Desde la más tierna infancia, muchas son las personas que reciben un insistente adoctrinamiento estatal para huir de la idea de ser distinto y se inculca hasta el tuétano la necesidad de parecerse al otro. Se crea así un complejo que aleja las posibilidades de sobresalir y se crea un acostumbramiento a mantenerse a toda costa en la media. Jacques Rueff apuntaba que resulta paradójico que en el mundo subatómico se necesita del microscopio para detectar diferencias mientras que en los hombres éstas se perciben a simple vista y, sin embargo, se los suele tratar como seres indiferenciados.

En gran medida nos encontramos con que hay una obsesión por aparecer “ajustado” a las conductas y pensamientos de los demás, por tanto, como queda dicho, a convertirse en un hombre impostado que, a fuerza de imposturas, se transforma en los demás. Esa es la raíz de las crisis existenciales: la pérdida de identidad. Es el nuevo latiguillo que se usa en muchos colegios cuando se les dice a los padres que “su hijo está desajustado”. John Dos Passos -uno de los novelistas estadounidenses mas destacados del siglo XX- sugiere que se “consulte hoy a cualquier sociólogo sobre el significado de la felicidad en el contexto social y seguramente responderá que significa ser ajustado”. La felicidad ya no sería la plena realización y actualización de las propias potencialidades en busca del bien, sino la uniformidad con los otros y en dejarse arrastrar y devorar por el grupo en caída libre a un bulto inidentificable, antihumano y degradado. El hombre así se convierte en una caricatura grotesca, como decimos, en una lamentable impostura.

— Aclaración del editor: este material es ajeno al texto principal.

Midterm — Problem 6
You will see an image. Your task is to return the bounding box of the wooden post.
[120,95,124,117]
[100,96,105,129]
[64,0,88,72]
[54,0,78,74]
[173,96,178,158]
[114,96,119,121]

Es en este contexto que resulta sumamente aleccionador repasar autores como Wilhelm von Humboldt, puesto que no podemos darnos el lujo de despreciar tamañas observaciones y advertencias como las formuladas por ese autor. Celebro que en la provincia de Mendoza -el terruño de mis ancestros- ahora un grupo de jóvenes, algunos de los cuales han sido mis alumnos, han establecido la Fundación Wilhelm von Humboldt. Es de desear que mantengan la vara a la altura de la que marcó este personaje tan noble y enriquecedor, especialmente en momentos en que los aparatos estatales en lugar de cumplir con sus misiones específicas de protección de derechos los conculcan.

El autor es Doctor en Economía y también Doctor en Ciencias de Dirección, preside la Sección Ciencias Económicas de la Academia Nacional de Ciencias de Buenos Aires y miembro de la Academia Nacional de Ciencias Económicas.